Details
-
Suggestion
-
Resolution: Fixed
Description
NOTE: This suggestion is for Confluence Server. Using Confluence Cloud? See the corresponding suggestion.
This has caused outages for our own internal instances and some customers as well. To mitigate this risk I would like to add this param to the setenv scripts for all Server and DC customers:
-XX:G1ReservePercent=20
To-space allocation failures are very very slow, due to some bugs in the JDK which have been fixed in Java 9. We need to avoid these collections where possible.

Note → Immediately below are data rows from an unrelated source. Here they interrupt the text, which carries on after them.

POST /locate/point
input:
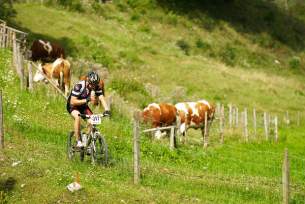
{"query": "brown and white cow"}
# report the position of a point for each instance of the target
(192, 115)
(60, 70)
(159, 115)
(46, 51)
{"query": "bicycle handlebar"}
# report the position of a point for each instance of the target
(88, 116)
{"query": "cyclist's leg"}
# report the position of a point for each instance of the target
(75, 115)
(89, 125)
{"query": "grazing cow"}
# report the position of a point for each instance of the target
(159, 115)
(192, 115)
(46, 51)
(60, 70)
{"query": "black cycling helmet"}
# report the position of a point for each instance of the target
(93, 78)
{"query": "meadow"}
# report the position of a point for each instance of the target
(183, 61)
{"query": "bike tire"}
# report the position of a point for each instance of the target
(100, 154)
(70, 150)
(70, 147)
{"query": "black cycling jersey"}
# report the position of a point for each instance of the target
(82, 92)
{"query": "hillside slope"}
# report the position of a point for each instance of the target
(146, 50)
(140, 48)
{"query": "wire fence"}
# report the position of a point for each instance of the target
(236, 170)
(272, 174)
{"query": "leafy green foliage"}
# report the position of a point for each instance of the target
(295, 62)
(184, 46)
(229, 55)
(6, 10)
(132, 90)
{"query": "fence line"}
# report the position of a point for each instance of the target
(1, 123)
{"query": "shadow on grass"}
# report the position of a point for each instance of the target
(247, 16)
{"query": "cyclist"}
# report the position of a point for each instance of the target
(90, 89)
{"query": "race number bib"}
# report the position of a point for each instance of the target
(95, 119)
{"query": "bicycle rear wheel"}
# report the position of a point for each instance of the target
(99, 151)
(71, 149)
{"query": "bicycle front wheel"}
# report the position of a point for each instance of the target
(70, 148)
(99, 151)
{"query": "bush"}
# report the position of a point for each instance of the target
(184, 46)
(132, 90)
(228, 55)
(98, 52)
(130, 59)
(295, 62)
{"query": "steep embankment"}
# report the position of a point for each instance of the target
(146, 50)
(139, 51)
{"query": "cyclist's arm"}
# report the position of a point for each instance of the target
(103, 101)
(77, 102)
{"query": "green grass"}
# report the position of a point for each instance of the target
(141, 46)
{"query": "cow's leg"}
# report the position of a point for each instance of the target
(158, 134)
(207, 131)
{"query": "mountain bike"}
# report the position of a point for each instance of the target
(94, 143)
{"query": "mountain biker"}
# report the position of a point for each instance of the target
(83, 92)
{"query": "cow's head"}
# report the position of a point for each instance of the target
(39, 76)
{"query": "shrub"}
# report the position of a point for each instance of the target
(295, 62)
(202, 45)
(131, 90)
(130, 59)
(184, 46)
(228, 55)
(171, 18)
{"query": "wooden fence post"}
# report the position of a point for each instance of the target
(172, 138)
(136, 147)
(285, 178)
(230, 115)
(237, 117)
(246, 125)
(20, 66)
(254, 122)
(221, 124)
(1, 35)
(206, 133)
(15, 52)
(1, 123)
(287, 118)
(218, 107)
(30, 70)
(275, 129)
(266, 126)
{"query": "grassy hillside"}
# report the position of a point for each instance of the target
(148, 49)
(174, 53)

To briefly explain what this param does - G1GC splits the heap into regions and allocates those regions to Eden, Survivor and Tenured. When an object needs to be promoted from Eden to Survivor (for example), there needs to be enough room in a region which has been allocated to Survivor, or the heap needs to allocate a new region. If all regions are allocated, you get these failures, and you will then see 30s-1m long pauses (or worse).
The heap maintains a certain percentage of regions free in order to try to mitigate this scenario - 10% by default. This parameter will bump that up to 20%. On our internal instances this was enough to eliminate to-space allocation failures entirely, and stopped our outages.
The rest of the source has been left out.